We will concede that the Brazilians were undoubtedly weary from three weeks on the road, with two games against D.C. United sandwiched around a trip to Japan and a loss to Real Madrid (Spain) for the world club championship. And that no games were played in Brazil, with the "home" site for Vasco da Gama being Fort Lauderdale.

That's about all we'll concede. D.C. United played its prestigious rival tooth and nail both games. It gave as good as it got. In fact, it appeared the U.S. team was more aggressive than its rivals in the Saturday night match.

The first game was a standoff, with even the Brazilians saying after their 1-0 win in Washington that a 1-1 draw would have been just. The second match also was evenly played, with D.C. United needing to make up the one-goal deficit -- and it did with superb scores by Tony Sanneh and Eddie Pope.

We particularly liked the play of defenders Jeff Agoos and Carlos Llamosa, along with Pope. They didn't allow many chances. And goalkeeper Scott Garlick, a forgotten man with the late-season ascendancy of Tom Presthus, controlled the penalty box zone.

The U.S. national team has had some big victories in recent years under Steve Sampson and Bora Milutinovic -- and, really, did anyone expect the Americans to beat Germany or Yugoslavia in the 1998 World Cup? -- but the accomplishments of D.C. United take precedence. The heart of soccer worldwide is club soccer, and that is why the success of Major League Soccer is so important.

There are top U.S. players -- like a Kasey Keller, a Claudio Reyna -- who will go overseas for the big bucks, and playing time, and that's fine. But there needs to be a domestic league capable of turning out quality players as well for those not as blessed though eventually perhaps just as talented.

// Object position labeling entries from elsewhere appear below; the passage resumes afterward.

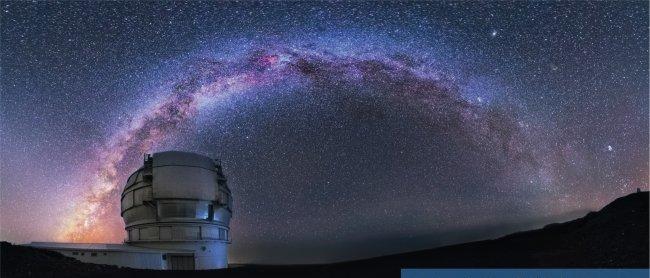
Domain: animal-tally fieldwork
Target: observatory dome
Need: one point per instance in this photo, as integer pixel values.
(179, 200)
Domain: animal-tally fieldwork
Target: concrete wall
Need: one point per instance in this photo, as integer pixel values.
(119, 258)
(207, 254)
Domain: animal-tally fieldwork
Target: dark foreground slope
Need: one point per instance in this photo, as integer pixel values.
(616, 236)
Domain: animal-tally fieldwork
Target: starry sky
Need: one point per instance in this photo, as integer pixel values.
(346, 130)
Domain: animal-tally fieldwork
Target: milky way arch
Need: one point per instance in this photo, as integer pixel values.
(408, 79)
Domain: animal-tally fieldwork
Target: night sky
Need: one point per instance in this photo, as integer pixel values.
(346, 129)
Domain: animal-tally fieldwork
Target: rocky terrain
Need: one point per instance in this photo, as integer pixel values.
(614, 237)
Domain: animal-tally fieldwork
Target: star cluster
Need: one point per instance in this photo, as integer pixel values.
(339, 125)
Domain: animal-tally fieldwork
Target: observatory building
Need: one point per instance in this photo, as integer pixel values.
(176, 210)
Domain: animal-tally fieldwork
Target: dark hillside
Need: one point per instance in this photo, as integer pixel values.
(616, 237)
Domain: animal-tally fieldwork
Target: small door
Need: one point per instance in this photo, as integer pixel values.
(181, 261)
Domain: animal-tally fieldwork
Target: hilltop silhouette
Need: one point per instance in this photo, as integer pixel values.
(614, 237)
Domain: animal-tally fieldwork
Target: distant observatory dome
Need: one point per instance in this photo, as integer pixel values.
(180, 201)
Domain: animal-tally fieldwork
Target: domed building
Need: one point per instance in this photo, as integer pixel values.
(176, 210)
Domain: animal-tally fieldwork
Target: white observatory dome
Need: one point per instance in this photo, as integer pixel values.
(180, 201)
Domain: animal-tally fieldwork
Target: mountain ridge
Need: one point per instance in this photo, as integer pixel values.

Major League Soccer is not the super-rich England Premier League, Italy Serie A, Spain First Division, or Germany Bundesliga. It probably never will be. D.C. United, though, has shown that it can be competitive in the next tier, and we don't think it would embarrass itself against many teams in the aforementioned four leagues either.

The problem is the rest of Major League Soccer needs to catch up. We don't need D.C. United cut back to the rest of the pack. We need the rest of the pack to elevate itself.

Coaching. Selection of personnel. Training. That's what distinguishes D.C. United from the rest of Major League Soccer.

We need the New York/New Jersey MetroStars to develop into a coherent force not so dependent on big names but on producing a team that will win 50-50 balls.

We need the New England Revolution to capitalize on its talents, not give up players like Welton and Francis Okaroh and not be trying gimmicks like having an aging goalkeeper debut as player-coach.

We need more teams like the Miami Fusion, which finally got its act in gear with a new mid-season coach in Ivo Wortmann.

We need more coaches like Tim Hankinson, who didn't put up with half-hearted efforts and produced a respectable team the second half the season at Tampa Bay with little talent.

We need consistency from the Columbus Crew, a roster full of talent, admittedly slowed by injuries, that failed to perform up to expectations.

We need more of the same from the Los Angeles Galaxy, which plays attractive, attacking soccer --though it has to be troubling to management how a team with that many stars hasn't made the MLS Cup final the past two years.

We need a full year without injuries for Chicago Fire midfielder Peter Nowak, the finest two-way player seen in MLS.

We need the Dallas Burn to stay healthy and play consistently. We need better judgment on personnel selection with the San Jose Clash.

We need stability on the Colorado Rapids, who generally have not been satisfied with international players allocated them. And we need some youth and more vigor with the Kansas City Wizards.